На премьере «Халам-бунду» я познакомился с Александром Ширвиндтом, и он предложил мне написать что-нибудь для театра Сатиры. Через год я принес ему «Хомо эректус, или Свинг по-русски». Пьеса его озадачила, но понравилась. Стали искать режиссера, кандидатуры появлялись и отпадали. Наконец сговорились с худруком окраинного московского театра. Сделали распределение. Но тут случилось непредвиденное: актер, который должен был играть диссидента, ставшего депутатом-жуликом, вдруг объявил, что отказывается от роли по идейным соображениям. К нему примкнули некоторые другие и обратились к Ширвиндту с петицией: мол, пьеса Полякова не в демократических традициях театра. Я потом разговаривал с этим актером и спросил:
– Что вас смутило? Что «совесть русской интеллигенции» пришла на свинг со студенткой, которая приторговывает собой? Разве в жизни иначе?

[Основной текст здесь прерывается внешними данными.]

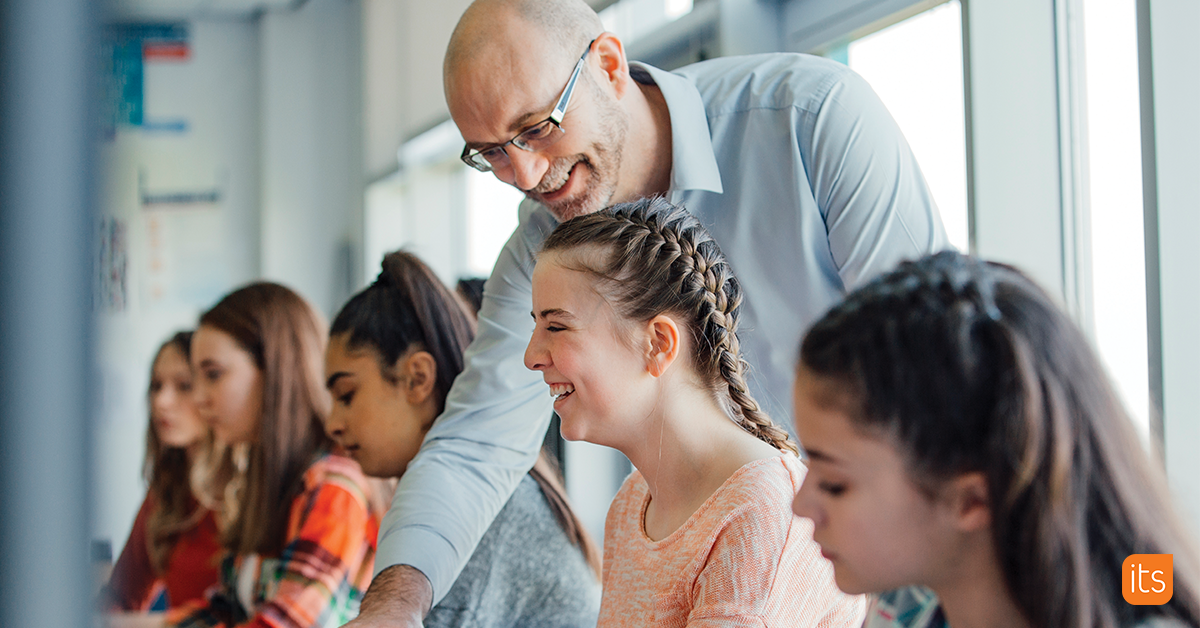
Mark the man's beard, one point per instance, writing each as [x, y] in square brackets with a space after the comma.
[603, 168]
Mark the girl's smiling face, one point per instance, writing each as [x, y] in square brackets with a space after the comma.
[172, 407]
[877, 527]
[381, 422]
[592, 359]
[228, 386]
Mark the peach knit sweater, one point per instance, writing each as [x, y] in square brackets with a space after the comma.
[743, 558]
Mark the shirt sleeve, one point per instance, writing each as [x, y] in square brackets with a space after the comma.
[487, 438]
[322, 555]
[133, 575]
[865, 179]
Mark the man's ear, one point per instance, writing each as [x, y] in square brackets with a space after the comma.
[663, 344]
[610, 55]
[969, 500]
[419, 372]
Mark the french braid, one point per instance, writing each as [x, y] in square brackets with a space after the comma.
[658, 258]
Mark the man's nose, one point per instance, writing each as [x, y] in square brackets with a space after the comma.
[528, 168]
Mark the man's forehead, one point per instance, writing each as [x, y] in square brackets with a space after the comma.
[504, 90]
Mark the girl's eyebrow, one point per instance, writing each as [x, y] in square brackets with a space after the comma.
[821, 456]
[553, 311]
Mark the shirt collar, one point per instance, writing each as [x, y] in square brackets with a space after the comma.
[694, 165]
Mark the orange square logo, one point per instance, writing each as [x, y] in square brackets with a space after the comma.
[1147, 579]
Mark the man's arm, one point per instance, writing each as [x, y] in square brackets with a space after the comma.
[477, 452]
[865, 179]
[399, 596]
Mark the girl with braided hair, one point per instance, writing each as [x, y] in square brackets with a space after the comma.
[636, 316]
[963, 436]
[394, 351]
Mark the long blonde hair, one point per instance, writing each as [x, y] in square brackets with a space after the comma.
[168, 472]
[286, 338]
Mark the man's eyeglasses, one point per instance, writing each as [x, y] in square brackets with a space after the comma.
[534, 138]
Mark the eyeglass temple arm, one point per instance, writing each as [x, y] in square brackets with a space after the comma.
[561, 106]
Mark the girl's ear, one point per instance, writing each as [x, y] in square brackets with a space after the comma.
[663, 345]
[419, 372]
[967, 497]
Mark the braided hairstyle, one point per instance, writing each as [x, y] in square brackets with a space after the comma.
[658, 258]
[408, 306]
[969, 366]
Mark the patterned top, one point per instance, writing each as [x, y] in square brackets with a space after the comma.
[743, 558]
[913, 606]
[325, 566]
[191, 566]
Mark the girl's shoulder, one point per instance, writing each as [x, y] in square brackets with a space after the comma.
[1162, 622]
[763, 484]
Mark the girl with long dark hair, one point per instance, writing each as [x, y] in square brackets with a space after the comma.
[966, 444]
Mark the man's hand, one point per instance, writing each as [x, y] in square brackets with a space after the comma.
[400, 597]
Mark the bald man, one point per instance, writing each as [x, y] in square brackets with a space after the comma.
[791, 161]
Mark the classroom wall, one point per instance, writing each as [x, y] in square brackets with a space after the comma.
[247, 165]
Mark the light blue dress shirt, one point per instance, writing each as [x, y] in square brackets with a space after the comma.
[803, 178]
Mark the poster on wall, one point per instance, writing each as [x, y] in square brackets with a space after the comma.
[127, 48]
[184, 226]
[112, 265]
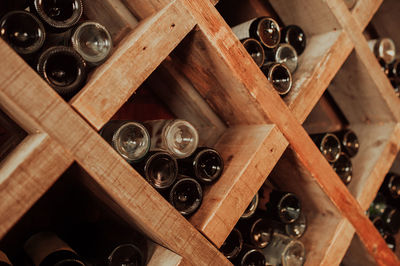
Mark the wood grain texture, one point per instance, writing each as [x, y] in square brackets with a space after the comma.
[249, 153]
[159, 220]
[159, 255]
[272, 105]
[324, 221]
[27, 173]
[131, 63]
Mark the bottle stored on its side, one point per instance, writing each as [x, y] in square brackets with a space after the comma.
[256, 230]
[63, 69]
[294, 36]
[343, 168]
[232, 245]
[186, 195]
[58, 15]
[383, 48]
[251, 208]
[93, 42]
[47, 249]
[129, 138]
[287, 55]
[176, 136]
[349, 141]
[4, 260]
[159, 168]
[205, 164]
[329, 145]
[255, 50]
[12, 5]
[279, 75]
[250, 256]
[23, 32]
[284, 206]
[284, 250]
[264, 29]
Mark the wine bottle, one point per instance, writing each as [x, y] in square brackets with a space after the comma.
[294, 36]
[349, 141]
[329, 145]
[63, 69]
[279, 75]
[391, 187]
[343, 168]
[58, 15]
[205, 164]
[130, 139]
[23, 32]
[232, 245]
[255, 50]
[4, 260]
[283, 206]
[250, 256]
[47, 249]
[251, 209]
[11, 5]
[383, 48]
[264, 29]
[186, 195]
[176, 136]
[159, 168]
[256, 230]
[284, 250]
[93, 42]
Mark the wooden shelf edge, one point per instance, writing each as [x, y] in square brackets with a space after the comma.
[136, 58]
[27, 173]
[250, 153]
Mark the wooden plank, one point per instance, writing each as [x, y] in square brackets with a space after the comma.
[159, 220]
[176, 91]
[249, 153]
[26, 174]
[134, 60]
[113, 15]
[222, 42]
[321, 60]
[159, 255]
[324, 221]
[379, 146]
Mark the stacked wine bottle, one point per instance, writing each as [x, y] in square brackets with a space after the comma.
[338, 148]
[384, 50]
[384, 211]
[268, 235]
[100, 244]
[274, 50]
[53, 39]
[166, 154]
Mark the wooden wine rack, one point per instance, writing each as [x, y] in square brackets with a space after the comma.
[184, 52]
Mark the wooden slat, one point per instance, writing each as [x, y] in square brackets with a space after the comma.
[27, 173]
[134, 60]
[159, 255]
[379, 145]
[324, 221]
[249, 153]
[159, 220]
[277, 111]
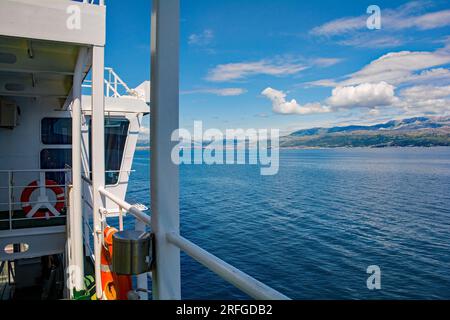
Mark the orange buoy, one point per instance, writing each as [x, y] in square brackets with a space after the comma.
[42, 213]
[115, 287]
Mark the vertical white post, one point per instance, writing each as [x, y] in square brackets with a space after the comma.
[98, 156]
[10, 197]
[164, 120]
[141, 279]
[76, 212]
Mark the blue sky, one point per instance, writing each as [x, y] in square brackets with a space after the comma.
[291, 64]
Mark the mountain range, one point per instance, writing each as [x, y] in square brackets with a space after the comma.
[411, 132]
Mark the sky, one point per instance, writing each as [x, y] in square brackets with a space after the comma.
[291, 64]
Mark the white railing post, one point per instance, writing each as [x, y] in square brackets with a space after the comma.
[164, 121]
[98, 156]
[10, 197]
[76, 209]
[142, 279]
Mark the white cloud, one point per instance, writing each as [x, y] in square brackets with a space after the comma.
[339, 26]
[281, 105]
[397, 67]
[223, 92]
[201, 39]
[367, 40]
[238, 71]
[426, 99]
[428, 91]
[326, 62]
[366, 95]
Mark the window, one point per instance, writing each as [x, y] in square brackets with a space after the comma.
[56, 159]
[56, 131]
[116, 132]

Я же видел вас в постмодернистской чернухе – вы там и не такое вытворяете!
– Э-э… Там-то все понарошку, а у вас по-настоящему! – простодушно ответил он, невольно сформулировав коренное отличие постмодерна от реализма.
Ширвиндт железной рукой подавил бунт, сделал новое распределение, но тут, озаботясь своей либеральной репутацией, от постановки отказался окраинный режиссер. Ситуация зависла на два года, пока за дело решительно не взялся замечательный Андрей Житинкин. И на заседании художественного совета, принимавшего спектакль, Ольга Александровна Аросева сказала:
– Это та сатира, которую мы ждали в театре почти двадцать лет. Так долго ждали, что сразу и не поняли: это она!
Кстати, ничего странного в этом нет. Сатиру часто принимают за клевету, а клевету, наоборот, за сатиру. А то, что мой совсем не развлекательный «Эректус» собирает зрителей больше, чем коммерческий «Слишком женатый таксист» Куни, лишь подтверждает известный факт: современникам нужна современность!
С тех пор была еще пьеса «Женщины без границ», поставленная в московском театре Сатиры и по стране. Были инсценировки «Неба падших» в питерском театре Сатиры и «Демгородка» у Рубена Симонова. Только в Москве у меня идет шесть спектаклей, не говоря о губерниях и СНГ… При этом театральная критика меня, мягко говоря, не любит. Критикам вообще не нравится, когда аплодируют без их высочайшего разрешения. Один театровед-«золотомасочник» сказал обо мне: «Поляков? Но ведь так сейчас не пишут!»